2. The solar cell according to claim 1, characterized in that, The electrode layer includes multiple horizontal grid lines and multiple vertical grid lines; The passivated contact area includes multiple lateral sub-regions and multiple longitudinal sub-regions, with the lateral grid lines disposed in the lateral sub-regions and the longitudinal grid lines disposed in the longitudinal sub-regions; The width of the horizontal sub-region and the vertical sub-region is 200-600 μm.
3. The solar cell according to claim 2, characterized in that, The passivated contact area also has a spacer sub-region, which is located between two adjacent transverse sub-regions, or the spacer sub-region is located between two adjacent transverse sub-regions. In the spacer sub-region, the substrate silicon surface is exposed.
4. The solar cell according to claim 3, characterized in that, In the spacer sub-region, a groove is formed on the substrate silicon surface, the groove having a depth of 0.5-2 μm.

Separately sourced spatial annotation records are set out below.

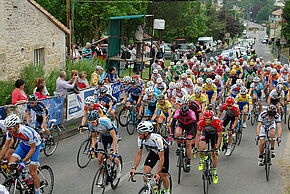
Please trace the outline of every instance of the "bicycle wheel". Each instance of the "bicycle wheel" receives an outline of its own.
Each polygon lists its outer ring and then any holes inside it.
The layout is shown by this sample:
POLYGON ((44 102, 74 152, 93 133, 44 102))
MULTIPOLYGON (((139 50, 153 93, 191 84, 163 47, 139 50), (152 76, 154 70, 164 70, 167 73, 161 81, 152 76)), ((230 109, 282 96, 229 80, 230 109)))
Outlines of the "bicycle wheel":
POLYGON ((130 114, 130 110, 128 108, 123 108, 120 113, 119 113, 119 116, 118 116, 118 120, 119 120, 119 123, 122 127, 126 127, 126 125, 128 124, 128 116, 130 114))
POLYGON ((52 194, 54 187, 54 175, 52 169, 48 165, 38 168, 38 176, 40 178, 40 190, 44 194, 52 194))
POLYGON ((135 113, 130 112, 129 116, 127 117, 127 125, 126 129, 129 135, 133 135, 136 127, 136 116, 135 113))
POLYGON ((58 141, 59 141, 59 132, 56 130, 52 130, 51 137, 48 138, 45 142, 45 147, 43 150, 44 155, 46 155, 47 157, 51 156, 58 146, 58 141))
POLYGON ((89 153, 91 139, 86 139, 80 146, 77 154, 77 164, 80 168, 85 168, 91 161, 92 156, 89 153))
POLYGON ((270 166, 271 166, 271 152, 269 149, 265 149, 264 165, 265 165, 265 171, 266 171, 266 180, 269 181, 270 166))
POLYGON ((138 194, 153 194, 153 191, 150 190, 147 186, 142 187, 138 194))
POLYGON ((107 183, 107 172, 104 168, 99 168, 94 179, 91 188, 91 194, 105 193, 107 183))
MULTIPOLYGON (((118 159, 120 160, 120 163, 121 163, 121 167, 123 169, 123 159, 122 159, 122 156, 118 156, 118 159)), ((121 178, 117 178, 117 165, 114 164, 112 166, 112 169, 111 169, 111 188, 113 190, 115 190, 120 182, 120 179, 121 178)))

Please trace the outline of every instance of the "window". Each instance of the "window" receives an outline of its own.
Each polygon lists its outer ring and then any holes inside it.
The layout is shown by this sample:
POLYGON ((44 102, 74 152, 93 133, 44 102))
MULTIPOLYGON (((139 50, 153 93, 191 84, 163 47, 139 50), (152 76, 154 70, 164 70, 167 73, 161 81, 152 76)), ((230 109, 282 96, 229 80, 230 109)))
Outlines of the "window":
POLYGON ((44 61, 44 48, 34 49, 34 65, 38 66, 40 64, 45 65, 44 61))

5. The solar cell according to claim 4, characterized in that, The groove wall on the side facing the spacer sub-region has a velvety structure.

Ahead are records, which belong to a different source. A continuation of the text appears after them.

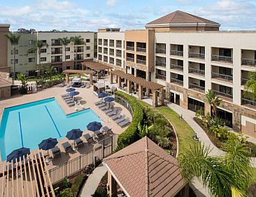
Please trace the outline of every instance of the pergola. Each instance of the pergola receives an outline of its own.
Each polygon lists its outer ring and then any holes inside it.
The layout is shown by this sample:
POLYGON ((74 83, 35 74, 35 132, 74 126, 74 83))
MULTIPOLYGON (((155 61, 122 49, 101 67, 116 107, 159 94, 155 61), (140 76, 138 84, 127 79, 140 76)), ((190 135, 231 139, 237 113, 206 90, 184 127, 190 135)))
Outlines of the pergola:
POLYGON ((66 82, 69 83, 69 74, 78 74, 79 78, 81 77, 81 74, 90 74, 90 85, 93 85, 93 71, 89 70, 70 70, 67 69, 62 72, 62 73, 66 75, 66 82))
MULTIPOLYGON (((142 99, 143 97, 143 87, 145 87, 147 89, 146 94, 147 96, 149 96, 149 89, 151 89, 152 92, 152 100, 153 100, 153 106, 157 106, 157 90, 162 89, 164 86, 159 85, 156 82, 147 81, 144 78, 134 77, 134 75, 129 73, 125 73, 121 71, 110 71, 110 77, 111 77, 111 84, 113 83, 113 76, 117 76, 118 81, 118 87, 119 88, 121 87, 121 78, 124 78, 127 81, 127 93, 131 93, 131 82, 134 82, 138 85, 138 99, 142 99)), ((163 99, 162 99, 163 100, 163 99)), ((164 101, 161 101, 163 102, 164 101)))
POLYGON ((0 196, 55 196, 41 150, 21 159, 0 163, 0 196))

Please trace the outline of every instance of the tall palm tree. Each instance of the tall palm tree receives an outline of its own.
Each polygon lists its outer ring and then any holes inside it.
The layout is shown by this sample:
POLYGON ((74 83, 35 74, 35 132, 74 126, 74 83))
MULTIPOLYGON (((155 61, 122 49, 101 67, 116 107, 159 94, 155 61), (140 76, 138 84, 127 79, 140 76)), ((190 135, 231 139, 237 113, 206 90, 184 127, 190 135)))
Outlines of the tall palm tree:
POLYGON ((243 94, 253 96, 254 101, 256 101, 256 71, 253 71, 250 74, 250 80, 244 86, 243 94))
POLYGON ((250 153, 237 140, 229 140, 225 150, 223 156, 212 156, 209 147, 201 143, 190 145, 178 159, 181 175, 188 182, 194 177, 199 178, 213 196, 232 196, 235 192, 247 196, 253 177, 250 153))
POLYGON ((217 115, 217 108, 222 102, 216 94, 212 90, 209 89, 206 94, 206 102, 213 106, 213 115, 215 117, 217 115))
POLYGON ((14 73, 14 78, 16 78, 15 50, 16 50, 16 45, 18 45, 19 43, 19 40, 20 38, 21 35, 19 34, 9 33, 8 34, 6 34, 6 36, 9 40, 10 45, 13 46, 13 73, 14 73))
POLYGON ((69 44, 70 43, 70 40, 68 38, 68 37, 64 37, 64 38, 59 38, 61 43, 62 44, 62 45, 64 45, 64 52, 65 52, 65 61, 64 61, 64 66, 65 66, 65 69, 66 68, 66 46, 67 45, 69 44))
POLYGON ((76 50, 76 61, 75 61, 75 67, 76 68, 77 64, 78 64, 78 45, 84 45, 85 42, 83 41, 82 41, 81 39, 81 36, 72 36, 70 38, 70 41, 71 42, 73 42, 74 45, 75 45, 75 50, 76 50))

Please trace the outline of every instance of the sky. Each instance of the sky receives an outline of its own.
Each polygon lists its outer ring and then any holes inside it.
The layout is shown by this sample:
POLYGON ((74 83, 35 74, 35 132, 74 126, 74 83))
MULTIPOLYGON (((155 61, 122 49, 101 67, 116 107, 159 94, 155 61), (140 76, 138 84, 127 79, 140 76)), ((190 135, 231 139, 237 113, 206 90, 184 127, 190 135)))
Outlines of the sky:
POLYGON ((221 24, 221 30, 256 30, 256 0, 0 0, 0 24, 36 31, 144 29, 175 10, 221 24))

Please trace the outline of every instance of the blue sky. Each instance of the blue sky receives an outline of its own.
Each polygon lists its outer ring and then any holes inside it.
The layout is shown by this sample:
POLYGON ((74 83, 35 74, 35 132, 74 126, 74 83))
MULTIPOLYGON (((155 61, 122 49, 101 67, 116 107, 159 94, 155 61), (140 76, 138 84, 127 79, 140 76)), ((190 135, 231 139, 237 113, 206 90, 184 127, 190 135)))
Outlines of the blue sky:
POLYGON ((256 30, 256 0, 0 0, 0 24, 11 31, 143 29, 177 10, 219 22, 222 30, 256 30))

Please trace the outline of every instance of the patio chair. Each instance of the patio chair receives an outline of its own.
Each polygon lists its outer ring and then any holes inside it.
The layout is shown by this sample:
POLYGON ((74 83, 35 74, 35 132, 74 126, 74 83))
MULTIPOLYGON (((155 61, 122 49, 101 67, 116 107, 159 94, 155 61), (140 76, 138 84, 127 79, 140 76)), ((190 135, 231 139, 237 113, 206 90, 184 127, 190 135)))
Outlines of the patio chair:
POLYGON ((69 142, 66 142, 63 144, 62 144, 62 147, 64 147, 66 154, 67 154, 69 152, 72 150, 72 147, 71 144, 69 143, 69 142))
POLYGON ((55 147, 54 148, 52 148, 52 152, 53 158, 60 156, 60 149, 58 147, 55 147))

6. The solar cell according to claim 4, characterized in that, In the direction away from the back of the substrate silicon, the passivation contact region includes a tunneling layer, a polysilicon layer and a passivation layer stacked sequentially, and the electrode layer is disposed on the passivation layer and electrically connected to the polysilicon layer.
7. The solar cell according to claim 6, characterized in that, The passivation layer also completely covers the walls of the groove.
8. The solar cell according to claim 6, characterized in that, The thickness of the tunneling layer is 1.5-2.5 nm.
9. The solar cell according to claim 6, characterized in that, The thickness of the polycrystalline silicon layer is 120-160 nm.
10. A solar cell module, characterized in that, Includes the solar cell as described in any one of claims 1 to 8.